An Overview of Bioenergetic Nervous System Support
Overall, we want to look at any aspect of the body-field related to the nervous system when looking to support someone who is seeking better nervous system health. Here is a summary of the primary and secondary fields with this relationship:
Primary Fields:
- Nerve driver
- Neurosensory / large intestine integrator, connected to the overall nervous system
- Neurotransmitters / heart integrator, connected to the midbrain and neurotransmitters.
- Central nervous system terrain
- Nerve terrain
- Neurological terrain: this includes tissues of the coating of axons, many vertebrae, the cerebellum, medulla oblongata, gray matter of the brain and spine, and spinal nerves. It may be associated with slowness or degeneration of the nervous system as well as lack of coordination.
- Memory imprinter star: links to the four parts of the brain, and has sometimes been referred to as a “brain driver.”
- Nerve star
Secondary Fields:
- Vertical axis – has a strong connection to the nervous system, and appears correlated to the autonomic nervous system’s control of functions like blood pressure, heart rate variability, and sleep.
- Polarity: supports the firing of nerve impulses.
- Daytime match to circadian rhythms: matches to the sympathetic nervous system.
- Nighttime match to circadian rhythms: matches to the vagus nerve and the parasympathetic nervous system.
- Heart imprinter driver: matches to nerve plexuses throughout the body
- Heart driver: connects the heart to the sympathetic and parasympathetic nervous systems. The heart also includes many neurons. Links to the midbrain (auditory, visual, and motor function).
- Bone driver: matches with calcium metabolism, needed for nerve transmission.
- Mucous membranes / small intestine integrator: matches with calcium metabolism, needed for nerve transmission.

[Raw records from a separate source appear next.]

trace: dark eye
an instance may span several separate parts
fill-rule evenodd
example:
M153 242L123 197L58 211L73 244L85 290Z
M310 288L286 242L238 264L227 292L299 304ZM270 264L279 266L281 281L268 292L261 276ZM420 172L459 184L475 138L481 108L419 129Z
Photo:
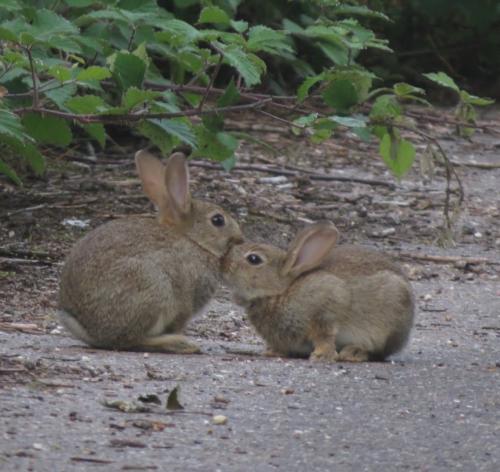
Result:
M247 261L252 265L262 264L263 260L258 254L248 254Z
M214 216L212 216L210 221L212 221L212 224L214 226L224 226L226 224L224 216L222 216L220 213L216 213Z

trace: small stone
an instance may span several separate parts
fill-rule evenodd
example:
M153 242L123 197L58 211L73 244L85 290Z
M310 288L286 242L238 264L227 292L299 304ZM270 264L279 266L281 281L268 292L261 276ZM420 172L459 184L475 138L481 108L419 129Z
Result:
M481 239L483 237L483 233L480 233L479 231L476 231L474 233L474 237L477 238L477 239Z
M227 416L224 415L215 415L212 418L212 423L215 425L223 425L227 423Z

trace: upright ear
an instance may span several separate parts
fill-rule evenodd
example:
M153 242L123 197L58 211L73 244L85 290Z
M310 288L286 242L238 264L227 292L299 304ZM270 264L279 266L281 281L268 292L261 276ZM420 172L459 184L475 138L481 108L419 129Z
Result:
M178 223L191 211L189 169L186 156L181 152L176 152L169 157L164 185L168 200L164 216L167 220Z
M317 267L333 249L338 236L337 228L327 223L302 230L288 248L282 274L298 277Z
M156 157L143 149L135 153L135 166L144 193L161 211L167 203L165 166Z

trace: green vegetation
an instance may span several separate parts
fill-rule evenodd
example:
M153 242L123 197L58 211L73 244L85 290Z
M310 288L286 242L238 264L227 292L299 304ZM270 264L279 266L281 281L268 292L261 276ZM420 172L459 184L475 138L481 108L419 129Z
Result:
M376 138L402 177L415 157L400 134L412 128L405 105L428 102L405 82L381 87L362 65L365 51L393 54L370 27L389 18L363 3L4 0L2 156L22 158L40 174L43 146L63 149L85 133L104 148L107 126L118 124L164 154L185 145L230 168L241 136L225 131L224 115L255 109L286 112L294 132L307 128L316 142L339 127ZM459 131L470 135L474 107L491 100L461 90L444 72L426 77L457 94ZM5 158L0 172L21 183Z

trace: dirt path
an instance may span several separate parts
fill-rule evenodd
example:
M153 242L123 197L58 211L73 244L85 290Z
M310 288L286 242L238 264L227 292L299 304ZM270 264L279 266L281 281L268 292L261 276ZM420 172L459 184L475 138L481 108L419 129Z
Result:
M457 245L442 249L441 169L430 183L415 172L391 188L374 146L339 137L312 147L276 130L265 137L282 163L390 185L194 167L196 193L231 209L253 238L283 245L307 221L327 218L344 241L400 255L418 300L408 348L392 362L360 365L263 358L224 289L189 327L203 355L84 347L53 318L64 254L89 227L150 209L129 157L83 168L54 159L48 182L24 191L0 182L1 471L499 469L500 169L459 170L467 206ZM445 128L442 138L455 160L499 162L500 138L467 143ZM240 155L254 166L275 159L251 145ZM167 410L176 386L184 409ZM150 411L112 409L114 400Z

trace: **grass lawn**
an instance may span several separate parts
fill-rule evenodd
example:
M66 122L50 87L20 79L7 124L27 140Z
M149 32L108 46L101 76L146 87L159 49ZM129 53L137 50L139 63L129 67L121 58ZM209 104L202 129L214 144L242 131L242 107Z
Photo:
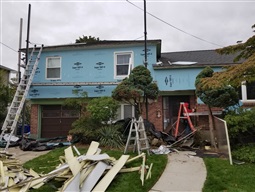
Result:
M204 158L207 178L203 192L255 191L255 164L230 165L228 160Z
M37 173L48 173L56 168L58 164L60 164L59 157L64 156L64 149L57 148L49 153L37 157L33 160L30 160L24 164L25 168L32 168ZM81 154L86 152L87 148L79 148ZM74 152L75 153L75 152ZM110 157L115 157L119 159L120 156L123 154L123 150L107 150L102 149L101 153L107 153ZM130 156L134 157L137 156L137 153L130 153ZM149 191L154 184L157 182L161 174L163 173L165 166L167 164L167 155L146 155L146 165L150 165L153 163L152 168L152 177L148 180L145 180L144 186L141 184L140 174L136 172L130 173L119 173L114 180L112 181L111 185L108 187L107 191L133 191L133 192L146 192ZM140 166L142 164L142 159L138 159L134 162L127 164L127 167L135 167ZM59 181L50 181L46 183L44 186L40 187L37 190L30 190L30 191L42 191L42 192L51 192L57 191L59 187L62 186L63 183Z

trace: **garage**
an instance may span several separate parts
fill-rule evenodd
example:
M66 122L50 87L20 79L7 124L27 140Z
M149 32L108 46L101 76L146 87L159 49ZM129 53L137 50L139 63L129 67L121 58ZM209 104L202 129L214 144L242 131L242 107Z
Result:
M41 138L67 136L72 123L79 118L76 110L62 105L42 105L41 112Z

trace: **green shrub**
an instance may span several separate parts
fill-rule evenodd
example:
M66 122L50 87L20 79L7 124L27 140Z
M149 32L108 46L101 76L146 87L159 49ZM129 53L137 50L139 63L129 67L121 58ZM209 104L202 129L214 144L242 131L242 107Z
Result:
M119 103L111 97L99 97L89 101L87 109L91 118L106 123L116 117Z
M78 136L82 143L90 143L97 138L97 130L102 127L102 124L90 117L83 117L76 120L72 127L70 134Z
M232 145L255 142L255 108L239 108L225 116Z
M232 151L232 156L240 161L255 163L255 143L238 147Z
M108 125L98 130L99 143L110 148L122 148L123 142L118 125Z

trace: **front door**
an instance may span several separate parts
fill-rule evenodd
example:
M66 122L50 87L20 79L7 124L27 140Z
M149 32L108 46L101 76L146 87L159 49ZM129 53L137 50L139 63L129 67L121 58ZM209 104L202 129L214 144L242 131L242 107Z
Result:
M189 95L176 95L163 97L164 131L169 132L178 118L181 102L189 103Z

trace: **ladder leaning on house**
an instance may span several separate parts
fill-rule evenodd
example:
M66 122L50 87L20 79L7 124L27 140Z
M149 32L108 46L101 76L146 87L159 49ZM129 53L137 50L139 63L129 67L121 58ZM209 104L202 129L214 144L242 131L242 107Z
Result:
M133 147L133 152L137 150L139 155L143 150L147 150L148 155L150 154L149 140L142 117L140 117L138 121L135 118L131 121L124 154L127 152L128 148L131 147Z
M11 137L14 131L16 130L17 122L22 112L32 80L34 78L35 71L40 60L42 49L43 45L41 46L38 54L34 55L37 51L36 46L33 47L27 65L25 66L24 74L17 87L12 103L8 109L8 113L6 115L4 124L2 126L2 132L0 135L0 142L3 142L3 139L7 142L5 145L5 150L8 149Z

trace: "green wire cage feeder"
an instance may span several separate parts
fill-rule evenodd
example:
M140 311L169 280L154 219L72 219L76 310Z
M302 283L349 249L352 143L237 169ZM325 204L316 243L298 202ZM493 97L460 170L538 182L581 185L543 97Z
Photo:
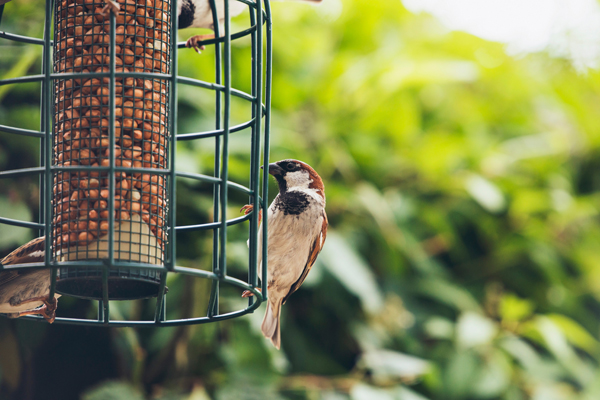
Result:
M50 298L59 293L98 302L97 318L59 316L57 323L200 324L252 312L266 298L266 279L262 279L262 293L256 289L266 229L259 248L259 213L228 219L227 202L229 192L238 191L248 195L254 210L265 208L268 168L260 166L268 165L270 6L269 0L263 4L233 0L247 6L250 27L232 33L229 1L224 2L222 24L217 1L223 0L209 0L215 39L200 43L215 46L214 82L177 75L177 49L185 43L177 43L175 0L119 0L118 13L106 13L104 0L47 0L43 38L0 31L3 40L43 49L40 74L0 80L0 86L41 84L39 131L0 125L3 134L39 139L38 167L0 171L0 179L39 177L39 222L2 217L0 224L37 229L46 237L44 262L0 268L47 268L52 277ZM3 11L1 5L0 22ZM219 32L220 27L224 32ZM250 93L232 87L231 42L243 37L251 42ZM179 84L213 92L214 129L177 132ZM235 126L230 118L233 96L245 101L251 112L249 120ZM248 187L229 181L228 176L229 137L244 130L251 137ZM213 176L175 170L176 144L190 140L214 147ZM213 221L176 225L178 178L212 185ZM247 220L248 279L240 280L227 274L227 227ZM212 271L176 265L176 233L199 230L213 232ZM168 274L212 281L205 316L167 318ZM250 290L255 296L243 309L220 313L221 283ZM109 301L146 298L156 298L153 319L111 318Z

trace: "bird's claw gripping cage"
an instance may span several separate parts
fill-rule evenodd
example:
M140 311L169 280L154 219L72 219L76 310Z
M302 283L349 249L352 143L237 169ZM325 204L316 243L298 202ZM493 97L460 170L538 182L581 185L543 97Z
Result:
M43 263L0 268L48 268L49 298L58 292L98 301L96 319L57 317L58 323L170 326L253 311L266 298L266 279L262 279L262 293L256 289L258 253L266 252L266 229L263 246L258 248L258 212L228 220L226 210L229 189L247 194L254 210L266 207L262 198L266 198L268 168L262 171L261 184L259 167L268 164L269 148L269 0L264 0L264 8L261 2L234 0L247 5L250 27L233 34L229 2L224 3L220 25L216 2L208 0L216 39L205 44L215 44L215 82L177 75L176 49L185 43L176 41L174 0L119 0L118 13L109 12L103 0L55 1L46 1L42 39L0 31L0 38L43 49L41 74L0 80L0 86L41 83L40 130L0 125L5 134L39 138L40 166L0 171L0 178L39 175L40 222L1 217L0 224L38 229L47 239ZM225 31L219 32L219 26ZM244 36L251 38L251 93L234 89L231 79L231 41ZM177 134L178 84L214 92L215 129ZM246 100L252 115L236 126L230 122L232 96ZM228 180L229 136L244 129L251 131L248 187ZM175 170L176 143L188 140L213 141L214 176ZM176 226L178 177L213 186L213 222ZM250 240L248 280L244 281L227 274L226 252L227 226L246 220L250 220ZM194 230L213 231L212 271L175 264L176 232ZM167 318L166 280L172 273L212 280L205 316ZM221 282L255 296L247 307L222 314ZM110 300L149 297L157 298L152 320L111 318Z

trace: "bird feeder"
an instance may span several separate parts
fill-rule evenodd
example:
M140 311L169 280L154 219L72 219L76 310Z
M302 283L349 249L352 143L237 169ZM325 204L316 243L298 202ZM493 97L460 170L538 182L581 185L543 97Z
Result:
M107 12L104 0L47 1L43 38L0 31L2 40L43 49L40 74L0 80L0 85L41 83L40 130L0 125L1 134L39 138L38 167L0 171L0 178L39 176L39 222L2 217L0 224L38 229L46 236L43 263L3 268L48 268L50 297L57 292L98 301L96 319L59 316L56 322L197 324L243 315L263 300L266 287L263 294L255 288L258 252L266 252L266 229L259 249L258 212L228 218L226 211L230 190L247 194L254 210L265 208L267 168L259 167L268 164L271 16L268 0L264 8L260 2L239 1L248 7L250 27L232 33L229 2L224 4L225 21L220 25L215 0L209 0L216 39L204 44L215 46L214 82L177 75L177 49L185 43L177 43L174 0L119 0L119 12ZM224 26L224 32L219 32L219 26ZM252 47L250 93L233 88L231 76L231 42L246 36ZM214 92L214 129L177 131L178 85ZM251 110L251 119L236 126L230 118L232 96L245 100ZM229 137L246 129L251 131L248 187L229 181L228 174ZM175 170L177 141L189 140L214 148L212 176ZM176 226L178 178L213 186L213 221L184 221L186 225ZM227 227L246 220L250 221L248 279L239 280L227 274ZM213 231L212 271L176 264L176 233L194 230ZM205 316L166 318L168 274L212 280ZM221 283L256 296L246 308L221 314ZM153 297L153 320L122 321L110 316L110 300Z

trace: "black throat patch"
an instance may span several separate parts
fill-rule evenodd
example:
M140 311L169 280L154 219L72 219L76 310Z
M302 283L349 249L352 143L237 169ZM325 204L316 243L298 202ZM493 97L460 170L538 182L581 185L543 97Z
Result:
M284 215L300 215L310 204L310 197L302 192L279 193L274 201L275 209Z
M179 13L179 29L187 28L194 22L196 6L192 0L181 0L181 13Z
M283 175L275 175L275 179L277 180L277 186L279 186L279 195L285 194L287 191L287 182Z

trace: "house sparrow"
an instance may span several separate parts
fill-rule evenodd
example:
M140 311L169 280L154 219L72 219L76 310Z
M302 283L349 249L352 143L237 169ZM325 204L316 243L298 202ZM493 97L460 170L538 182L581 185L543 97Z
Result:
M283 160L269 164L269 174L279 185L279 194L268 211L267 311L261 330L279 349L281 305L294 293L315 263L325 243L327 215L325 190L321 177L308 164ZM246 214L252 206L242 208ZM259 214L260 217L260 214ZM262 244L259 229L259 248ZM261 275L262 255L259 254L258 274ZM242 297L252 296L246 290Z
M44 236L19 247L0 263L2 265L44 262ZM51 271L49 269L13 269L0 272L0 313L11 318L39 314L49 323L56 317L60 295L48 298Z
M310 3L320 3L322 0L299 0ZM217 7L217 16L219 18L219 35L222 37L225 35L225 29L223 24L225 22L225 1L215 0ZM244 11L248 5L239 2L237 0L229 0L229 15L235 17ZM210 7L209 0L179 0L177 2L177 15L179 16L179 29L184 28L207 28L215 30L213 23L212 9ZM198 49L203 49L202 46L198 46L198 43L203 40L214 39L214 33L207 35L196 35L192 36L185 43L186 47L191 47L196 52Z

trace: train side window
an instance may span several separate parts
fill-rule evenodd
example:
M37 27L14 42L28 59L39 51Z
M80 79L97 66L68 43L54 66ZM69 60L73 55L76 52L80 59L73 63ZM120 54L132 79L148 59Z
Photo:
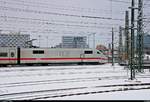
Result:
M8 57L8 53L7 52L0 52L0 57Z
M33 54L44 54L44 50L33 50Z
M39 51L39 54L44 54L44 51L43 51L43 50L40 50L40 51Z
M38 54L38 51L37 50L33 50L33 54Z
M84 54L93 54L93 51L84 51Z

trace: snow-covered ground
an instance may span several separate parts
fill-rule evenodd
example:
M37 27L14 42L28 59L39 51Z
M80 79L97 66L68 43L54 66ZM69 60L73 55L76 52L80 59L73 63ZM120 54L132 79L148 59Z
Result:
M150 100L150 90L122 91L80 96L61 97L57 100ZM49 99L47 99L49 100Z
M117 64L1 67L0 99L150 100L149 70L129 77Z

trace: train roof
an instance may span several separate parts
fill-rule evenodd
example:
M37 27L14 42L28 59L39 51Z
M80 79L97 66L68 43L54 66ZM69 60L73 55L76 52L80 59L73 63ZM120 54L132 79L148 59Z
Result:
M17 47L0 47L0 49L17 49ZM97 50L93 48L47 48L47 47L40 47L40 48L21 48L21 49L57 49L57 50Z
M57 50L97 50L92 48L23 48L23 49L57 49Z

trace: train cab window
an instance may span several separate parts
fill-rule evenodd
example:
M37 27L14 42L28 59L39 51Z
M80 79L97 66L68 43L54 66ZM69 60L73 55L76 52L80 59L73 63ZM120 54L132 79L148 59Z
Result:
M44 54L44 50L33 50L33 54Z
M93 51L84 51L84 54L93 54Z
M7 57L8 53L7 52L0 52L0 57Z
M97 54L101 54L101 53L97 51Z

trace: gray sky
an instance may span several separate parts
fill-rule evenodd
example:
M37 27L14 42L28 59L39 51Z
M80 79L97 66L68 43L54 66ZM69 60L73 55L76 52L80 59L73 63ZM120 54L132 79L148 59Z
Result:
M111 43L111 28L124 25L131 0L0 0L0 29L30 34L35 45L47 47L61 42L63 35L96 34L96 45ZM83 17L88 16L88 17ZM99 18L91 18L99 17ZM112 18L113 20L111 20ZM114 20L115 19L115 20ZM117 19L117 20L116 20ZM7 32L6 32L7 31ZM39 40L40 39L40 40ZM93 47L93 36L90 36Z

- Lymphatics / bladder integrator: matches to spinal nerves and intervertebral discs.
- Blood field / gallbladder integrator: matches to motor neurons and gray matter function.
- Circulation / heart protector integrator: matches to the hypothalamus and midbrain.
- Broad spectrum virus terrain: includes tissues of the neural ganglia and motor cortex.
- Chronic fatigue terrain: includes tissues of the central nervous system.
- Bacteria terrain: includes tissues of the cerebral nerves and frontal lobes of the brain.
- Lymphatic immunity and general radiation star: connects to viral problems of the nervous system.
- Shock / audio processing star: shocks can store in energetic memory systems, affecting cells, muscles, nerves, etc. Matches temporal lobe and the corpus callosum.
- Stress / visual processing star: matches to the visual cortex, thalamus, and motor neurons (but not the motor cortex). It also correlates with the optical interpretation center of the cortex, supporting visual interpretation that has been impaired by shock.
- Heavy metals detox star: especially appears to support dendrites damaged by mercury.